This page provides details on setting up and configuring distributed file systems for use with Flink.
Flink uses file systems both as a source and sink in streaming/batch applications, and as a target for checkpointing. These file systems can for example be Unix/Windows file systems, HDFS, or even object stores like S3.
The file system used for a specific file is determined by the file URI’s scheme. For example file:///home/user/text.txt
refers to
a file in the local file system, while hdfs://namenode:50010/data/user/text.txt
refers to a file in a specific HDFS cluster.
File systems are represented via the org.apache.flink.core.fs.FileSystem
class, which captures the ways to access and modify
files and objects in that file system. FileSystem instances are instantiates once per process and then cached / pooled, to
avoid configuration overhead per stream creation, and to enforce certain constraints, like connection/stream limits.
Flink directly implements the following file systems:
local: This file system is used when the scheme is “file://”, and it represents the file system of the local machine, including any NFS or SAN that is mounted into that local file system.
S3: Flink directly provides file systems to talk to Amazon S3, registered under the scheme “s3://”.
There are two alternative implementations, flink-s3-fs-presto
and flink-s3-fs-hadoop
, based on code from the Presto project
and the Hadoop Project. Both implementations are self-contained with no dependency footprint.
To use those when using Flink as a library, add the respective maven dependency (org.apache.flink:flink-s3-fs-presto:1.5.4
or org.apache.flink:flink-s3-fs-hadoop:1.5.4
).
When starting a Flink application from the Flink binaries, copy or move the respective jar file from the opt
folder to the lib
folder.
See AWS setup for details.
MapR FS: The MapR file system “maprfs://” is automatically available when the MapR libraries are in the classpath.
OpenStack Swift FS: Flink directly provides a file system to talk to the OpenStack Swift file system, registered under the scheme “swift://”.
The implementation flink-swift-fs-hadoop
is based on the Hadoop Project but is self-contained with no dependency footprint.
To use it when using Flink as a library, add the respective maven dependency (org.apache.flink:flink-swift-fs-hadoop:1.5.4
When starting a Flink application from the Flink binaries, copy or move the respective jar file from the opt
folder to the lib
folder.
For a scheme where Flink does not implemented a file system itself, Flink will try to use Hadoop to instantiate a file system for the respective scheme.
All Hadoop file systems are automatically available once flink-runtime
and the relevant Hadoop libraries are in classpath.
That way, Flink seamlessly supports all of Hadoop file systems, and all Hadoop-compatible file systems (HCFS), for example:
The following configuration settings exist across different file systems.
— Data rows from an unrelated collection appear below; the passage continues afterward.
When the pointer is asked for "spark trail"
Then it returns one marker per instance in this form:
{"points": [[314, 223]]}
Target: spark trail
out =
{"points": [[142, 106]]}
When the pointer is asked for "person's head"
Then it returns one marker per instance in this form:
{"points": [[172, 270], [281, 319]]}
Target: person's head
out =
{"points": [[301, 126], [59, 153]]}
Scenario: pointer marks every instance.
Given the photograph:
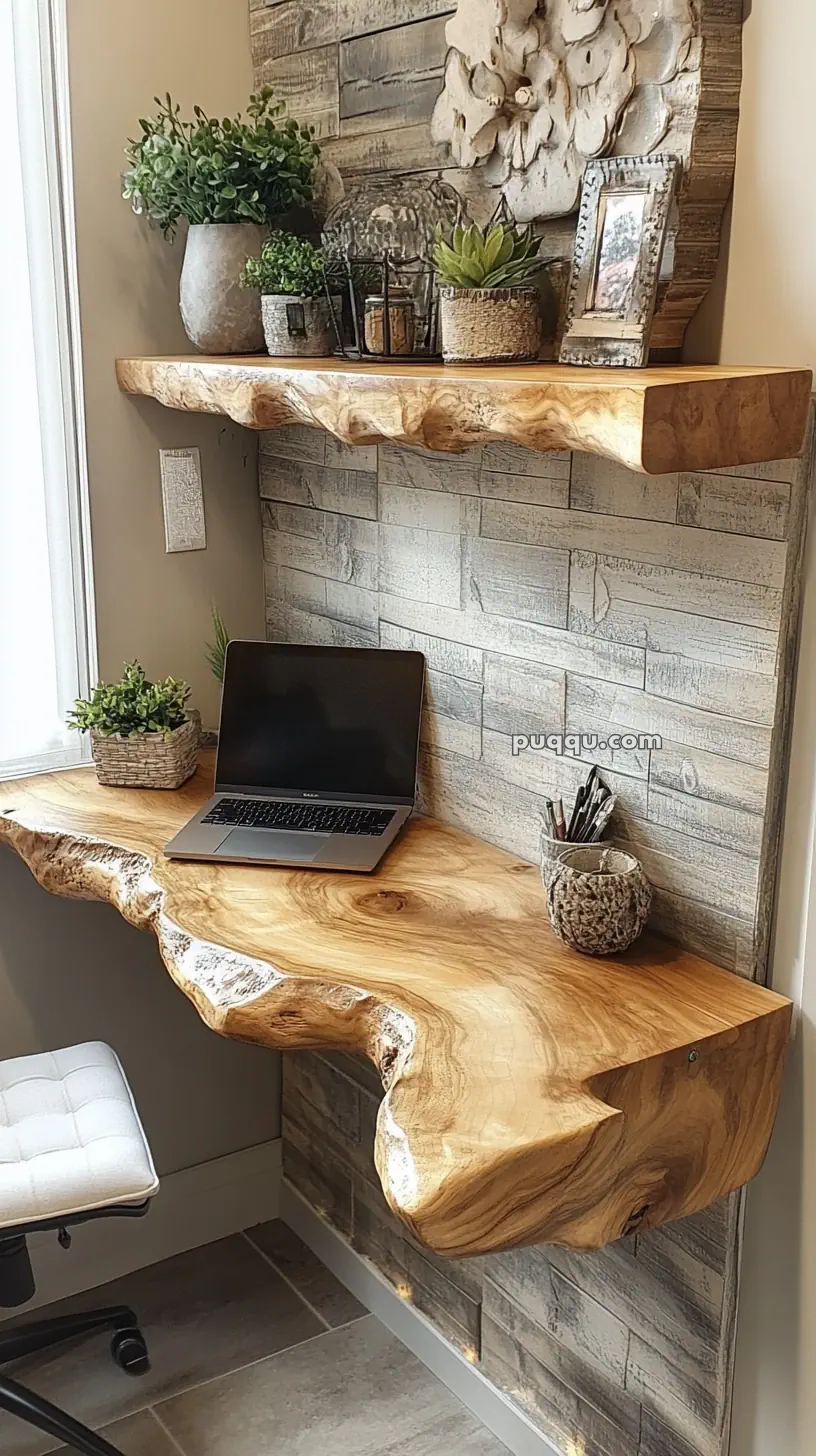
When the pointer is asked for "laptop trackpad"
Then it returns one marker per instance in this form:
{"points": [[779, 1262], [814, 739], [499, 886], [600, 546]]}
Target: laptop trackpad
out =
{"points": [[268, 843]]}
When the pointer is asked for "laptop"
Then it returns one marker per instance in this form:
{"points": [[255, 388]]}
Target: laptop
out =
{"points": [[316, 757]]}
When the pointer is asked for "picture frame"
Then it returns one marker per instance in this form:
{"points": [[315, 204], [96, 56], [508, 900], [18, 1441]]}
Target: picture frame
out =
{"points": [[625, 210]]}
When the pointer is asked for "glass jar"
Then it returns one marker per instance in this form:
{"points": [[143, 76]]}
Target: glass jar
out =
{"points": [[401, 316]]}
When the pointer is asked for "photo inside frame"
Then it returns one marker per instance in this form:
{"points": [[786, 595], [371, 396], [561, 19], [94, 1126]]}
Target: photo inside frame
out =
{"points": [[620, 235]]}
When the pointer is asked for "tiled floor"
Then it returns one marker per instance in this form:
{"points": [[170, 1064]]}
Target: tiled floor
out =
{"points": [[255, 1350]]}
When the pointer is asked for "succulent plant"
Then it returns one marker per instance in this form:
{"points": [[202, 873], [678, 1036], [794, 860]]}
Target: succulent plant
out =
{"points": [[496, 256]]}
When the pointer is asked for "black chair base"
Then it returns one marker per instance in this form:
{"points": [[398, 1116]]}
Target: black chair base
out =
{"points": [[127, 1348], [16, 1287]]}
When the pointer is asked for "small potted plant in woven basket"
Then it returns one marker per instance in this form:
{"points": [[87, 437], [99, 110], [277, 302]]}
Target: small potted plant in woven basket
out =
{"points": [[292, 277], [598, 899], [142, 734], [490, 305]]}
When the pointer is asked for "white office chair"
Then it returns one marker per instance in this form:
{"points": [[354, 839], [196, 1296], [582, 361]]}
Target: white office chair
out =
{"points": [[72, 1149]]}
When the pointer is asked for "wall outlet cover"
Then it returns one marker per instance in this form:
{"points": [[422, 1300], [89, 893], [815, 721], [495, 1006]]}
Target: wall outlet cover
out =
{"points": [[182, 500]]}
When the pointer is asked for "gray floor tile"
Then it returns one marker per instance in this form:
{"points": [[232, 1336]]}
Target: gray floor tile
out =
{"points": [[302, 1268], [136, 1436], [350, 1392], [203, 1314]]}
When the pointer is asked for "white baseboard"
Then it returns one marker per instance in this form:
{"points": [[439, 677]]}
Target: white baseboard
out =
{"points": [[493, 1408], [193, 1207]]}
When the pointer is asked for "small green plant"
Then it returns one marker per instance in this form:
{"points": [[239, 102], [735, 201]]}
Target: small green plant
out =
{"points": [[289, 264], [496, 256], [131, 706], [219, 171], [216, 650]]}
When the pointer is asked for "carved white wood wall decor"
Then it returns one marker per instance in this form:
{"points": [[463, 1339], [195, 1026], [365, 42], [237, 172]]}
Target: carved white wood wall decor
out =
{"points": [[535, 91]]}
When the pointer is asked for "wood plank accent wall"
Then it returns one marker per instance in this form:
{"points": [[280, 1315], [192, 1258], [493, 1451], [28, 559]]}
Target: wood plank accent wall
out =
{"points": [[367, 74], [557, 593]]}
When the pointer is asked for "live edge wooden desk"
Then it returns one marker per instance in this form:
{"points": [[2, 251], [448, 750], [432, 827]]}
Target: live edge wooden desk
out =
{"points": [[532, 1094]]}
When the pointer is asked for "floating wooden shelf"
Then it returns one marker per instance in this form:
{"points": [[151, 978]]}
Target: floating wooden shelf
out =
{"points": [[652, 420], [534, 1095]]}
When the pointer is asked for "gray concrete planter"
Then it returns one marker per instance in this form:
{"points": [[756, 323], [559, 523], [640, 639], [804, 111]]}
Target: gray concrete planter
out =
{"points": [[299, 326], [480, 325], [217, 313]]}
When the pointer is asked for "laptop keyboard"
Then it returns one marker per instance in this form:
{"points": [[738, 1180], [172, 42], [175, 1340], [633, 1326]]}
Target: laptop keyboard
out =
{"points": [[322, 819]]}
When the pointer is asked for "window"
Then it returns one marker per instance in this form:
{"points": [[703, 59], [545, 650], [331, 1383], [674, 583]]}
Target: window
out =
{"points": [[45, 622]]}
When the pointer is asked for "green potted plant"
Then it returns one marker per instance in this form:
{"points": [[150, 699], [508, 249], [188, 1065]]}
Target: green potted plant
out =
{"points": [[142, 734], [292, 274], [488, 302], [230, 179]]}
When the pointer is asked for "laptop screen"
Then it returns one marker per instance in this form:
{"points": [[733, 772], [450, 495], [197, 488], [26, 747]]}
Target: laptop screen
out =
{"points": [[335, 721]]}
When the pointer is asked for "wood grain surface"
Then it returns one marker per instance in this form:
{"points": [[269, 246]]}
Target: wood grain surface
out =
{"points": [[534, 1095], [656, 420]]}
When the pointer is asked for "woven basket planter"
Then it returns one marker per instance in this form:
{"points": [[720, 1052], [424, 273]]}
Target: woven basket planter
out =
{"points": [[598, 900], [481, 325], [147, 760], [299, 326]]}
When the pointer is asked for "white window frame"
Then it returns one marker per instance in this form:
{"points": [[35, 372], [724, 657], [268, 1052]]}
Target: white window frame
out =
{"points": [[44, 117]]}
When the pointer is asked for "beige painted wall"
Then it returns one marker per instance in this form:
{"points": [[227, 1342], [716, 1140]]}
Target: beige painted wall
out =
{"points": [[72, 971], [764, 312]]}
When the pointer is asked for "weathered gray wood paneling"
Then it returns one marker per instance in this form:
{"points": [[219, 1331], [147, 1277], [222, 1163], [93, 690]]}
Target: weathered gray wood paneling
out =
{"points": [[280, 29], [309, 85], [394, 76], [356, 18], [552, 594]]}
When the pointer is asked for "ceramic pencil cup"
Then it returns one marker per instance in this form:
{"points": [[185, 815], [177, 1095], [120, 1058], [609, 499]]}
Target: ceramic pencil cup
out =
{"points": [[598, 899]]}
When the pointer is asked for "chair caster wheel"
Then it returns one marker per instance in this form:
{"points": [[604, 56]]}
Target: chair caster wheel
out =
{"points": [[128, 1350]]}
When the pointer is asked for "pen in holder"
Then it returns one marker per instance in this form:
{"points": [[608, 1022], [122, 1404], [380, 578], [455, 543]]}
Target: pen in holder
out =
{"points": [[586, 824]]}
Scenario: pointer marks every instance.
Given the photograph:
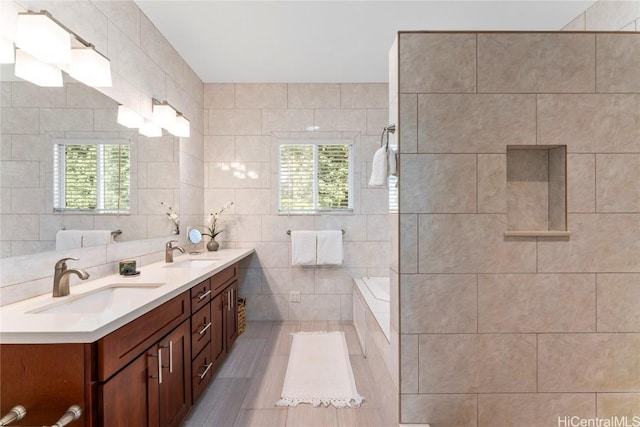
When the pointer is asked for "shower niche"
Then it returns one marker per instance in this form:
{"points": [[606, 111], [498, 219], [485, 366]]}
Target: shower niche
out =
{"points": [[537, 190]]}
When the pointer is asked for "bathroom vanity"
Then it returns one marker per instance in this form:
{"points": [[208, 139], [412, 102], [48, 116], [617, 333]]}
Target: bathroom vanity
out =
{"points": [[141, 361]]}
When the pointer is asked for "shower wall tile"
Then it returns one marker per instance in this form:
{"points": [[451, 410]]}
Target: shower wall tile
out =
{"points": [[524, 303], [439, 409], [577, 362], [261, 95], [618, 62], [438, 183], [618, 302], [600, 123], [533, 409], [591, 247], [419, 72], [472, 244], [469, 363], [313, 95], [451, 123], [581, 182], [492, 183], [452, 301], [364, 95], [618, 183], [533, 63]]}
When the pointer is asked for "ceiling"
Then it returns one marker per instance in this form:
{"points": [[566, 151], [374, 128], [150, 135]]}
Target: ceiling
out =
{"points": [[326, 41]]}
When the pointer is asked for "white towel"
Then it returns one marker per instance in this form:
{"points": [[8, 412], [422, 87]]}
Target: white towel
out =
{"points": [[68, 239], [303, 247], [379, 168], [329, 247], [96, 237]]}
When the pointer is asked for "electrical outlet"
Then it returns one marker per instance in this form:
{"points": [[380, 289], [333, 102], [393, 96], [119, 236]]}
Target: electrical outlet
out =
{"points": [[294, 296]]}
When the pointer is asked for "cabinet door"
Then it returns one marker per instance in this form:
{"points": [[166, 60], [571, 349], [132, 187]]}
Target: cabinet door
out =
{"points": [[231, 315], [175, 389]]}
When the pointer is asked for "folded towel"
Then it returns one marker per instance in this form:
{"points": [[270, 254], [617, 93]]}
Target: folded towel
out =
{"points": [[303, 247], [68, 239], [379, 168], [329, 247]]}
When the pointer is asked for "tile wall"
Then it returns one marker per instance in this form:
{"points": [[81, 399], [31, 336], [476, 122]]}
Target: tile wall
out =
{"points": [[243, 125], [499, 331]]}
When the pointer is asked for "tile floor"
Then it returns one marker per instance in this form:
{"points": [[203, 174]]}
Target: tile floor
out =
{"points": [[248, 384]]}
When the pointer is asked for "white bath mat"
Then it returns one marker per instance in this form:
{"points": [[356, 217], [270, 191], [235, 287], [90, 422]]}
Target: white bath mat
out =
{"points": [[319, 372]]}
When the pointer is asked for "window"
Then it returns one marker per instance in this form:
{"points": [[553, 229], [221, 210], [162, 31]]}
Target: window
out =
{"points": [[316, 177], [91, 176]]}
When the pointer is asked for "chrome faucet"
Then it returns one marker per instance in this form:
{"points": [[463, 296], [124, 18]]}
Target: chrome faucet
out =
{"points": [[168, 251], [61, 277]]}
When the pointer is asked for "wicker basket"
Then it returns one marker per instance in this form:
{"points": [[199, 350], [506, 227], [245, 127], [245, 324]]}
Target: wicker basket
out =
{"points": [[242, 315]]}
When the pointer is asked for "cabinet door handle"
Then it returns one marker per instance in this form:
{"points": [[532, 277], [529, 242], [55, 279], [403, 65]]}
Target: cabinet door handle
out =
{"points": [[203, 330], [204, 295], [206, 369]]}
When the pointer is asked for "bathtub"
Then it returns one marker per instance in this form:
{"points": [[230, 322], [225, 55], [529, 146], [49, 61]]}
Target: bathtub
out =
{"points": [[371, 298]]}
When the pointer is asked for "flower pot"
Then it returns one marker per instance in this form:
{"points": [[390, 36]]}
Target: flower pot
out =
{"points": [[213, 245]]}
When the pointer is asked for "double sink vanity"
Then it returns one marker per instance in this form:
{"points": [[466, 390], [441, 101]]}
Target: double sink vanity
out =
{"points": [[128, 350]]}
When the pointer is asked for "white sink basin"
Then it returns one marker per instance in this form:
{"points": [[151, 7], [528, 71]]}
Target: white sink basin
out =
{"points": [[194, 263], [113, 297]]}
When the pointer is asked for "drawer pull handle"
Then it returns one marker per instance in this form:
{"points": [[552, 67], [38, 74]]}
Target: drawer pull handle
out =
{"points": [[203, 330], [206, 369], [203, 295]]}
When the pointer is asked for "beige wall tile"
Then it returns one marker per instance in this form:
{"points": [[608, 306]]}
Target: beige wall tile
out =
{"points": [[472, 244], [364, 95], [618, 302], [468, 363], [618, 62], [261, 95], [611, 15], [540, 62], [313, 95], [577, 362], [439, 409], [618, 405], [590, 123], [438, 303], [475, 123], [219, 95], [492, 183], [533, 409], [438, 183], [618, 183], [598, 243], [581, 183], [536, 303], [419, 72]]}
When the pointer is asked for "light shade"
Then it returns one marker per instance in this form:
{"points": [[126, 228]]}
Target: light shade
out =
{"points": [[181, 127], [37, 72], [129, 118], [41, 37], [150, 129], [164, 115], [89, 67], [7, 52]]}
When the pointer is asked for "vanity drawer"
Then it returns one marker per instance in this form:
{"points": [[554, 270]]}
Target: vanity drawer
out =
{"points": [[201, 326], [200, 295], [202, 371], [220, 280]]}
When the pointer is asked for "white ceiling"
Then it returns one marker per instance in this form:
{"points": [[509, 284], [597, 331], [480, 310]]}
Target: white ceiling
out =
{"points": [[326, 41]]}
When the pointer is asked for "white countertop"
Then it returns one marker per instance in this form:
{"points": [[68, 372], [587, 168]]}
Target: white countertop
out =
{"points": [[20, 324]]}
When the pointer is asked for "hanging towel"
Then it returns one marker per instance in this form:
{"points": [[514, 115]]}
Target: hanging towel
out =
{"points": [[379, 168], [329, 247], [96, 237], [68, 239], [303, 247]]}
If paths to files do not explicitly specify a file system scheme (and authority), a default scheme (and authority) will be used.
For example, if the default file system configured as fs.default-scheme: hdfs://localhost:9000/
, then a file path of
/user/hugo/in.txt
is interpreted as hdfs://localhost:9000/user/hugo/in.txt
.
You can limit the total number of connections that a file system can concurrently open. This is useful when the file system cannot handle a large number of concurrent reads / writes or open connections at the same time.
For example, very small HDFS clusters with few RPC handlers can sometimes be overwhelmed by a large Flink job trying to build up many connections during a checkpoint.
To limit a specific file system’s connections, add the following entries to the Flink configuration. The file system to be limited is identified by its scheme.
You can limit the number if input/output connections (streams) separately (fs.<scheme>.limit.input
and fs.<scheme>.limit.output
), as well as impose a limit on
the total number of concurrent streams (fs.<scheme>.limit.total
). If the file system tries to open more streams, the operation will block until some streams are closed.
If the opening of the stream takes longer than fs.<scheme>.limit.timeout
, the stream opening will fail.
To prevent inactive streams from taking up the complete pool (preventing new connections to be opened), you can add an inactivity timeout for streams:
fs.<scheme>.limit.stream-timeout
. If a stream does not read/write any bytes for at least that amount of time, it is forcibly closed.
These limits are enforced per TaskManager, so each TaskManager in a Flink application or cluster will open up to that number of connections.
In addition, the limits are also only enforced per FileSystem instance. Because File Systems are created per scheme and authority, different
authorities will have their own connection pool. For example hdfs://myhdfs:50010/
and hdfs://anotherhdfs:4399/
will have separate pools.
File system implementations are discovered by Flink through Java’s service abstraction, making it easy to add additional file system implementations.
In order to add a new File System, the following steps are needed:
org.apache.flink.core.fs.FileSystem
.org.apache.flink.core.fs.FileSystemFactory
.META-INF/services/org.apache.flink.core.fs.FileSystemFactory
which contains the class name of your file system factory class.See the Java Service Loader docs for more details on how service loaders work.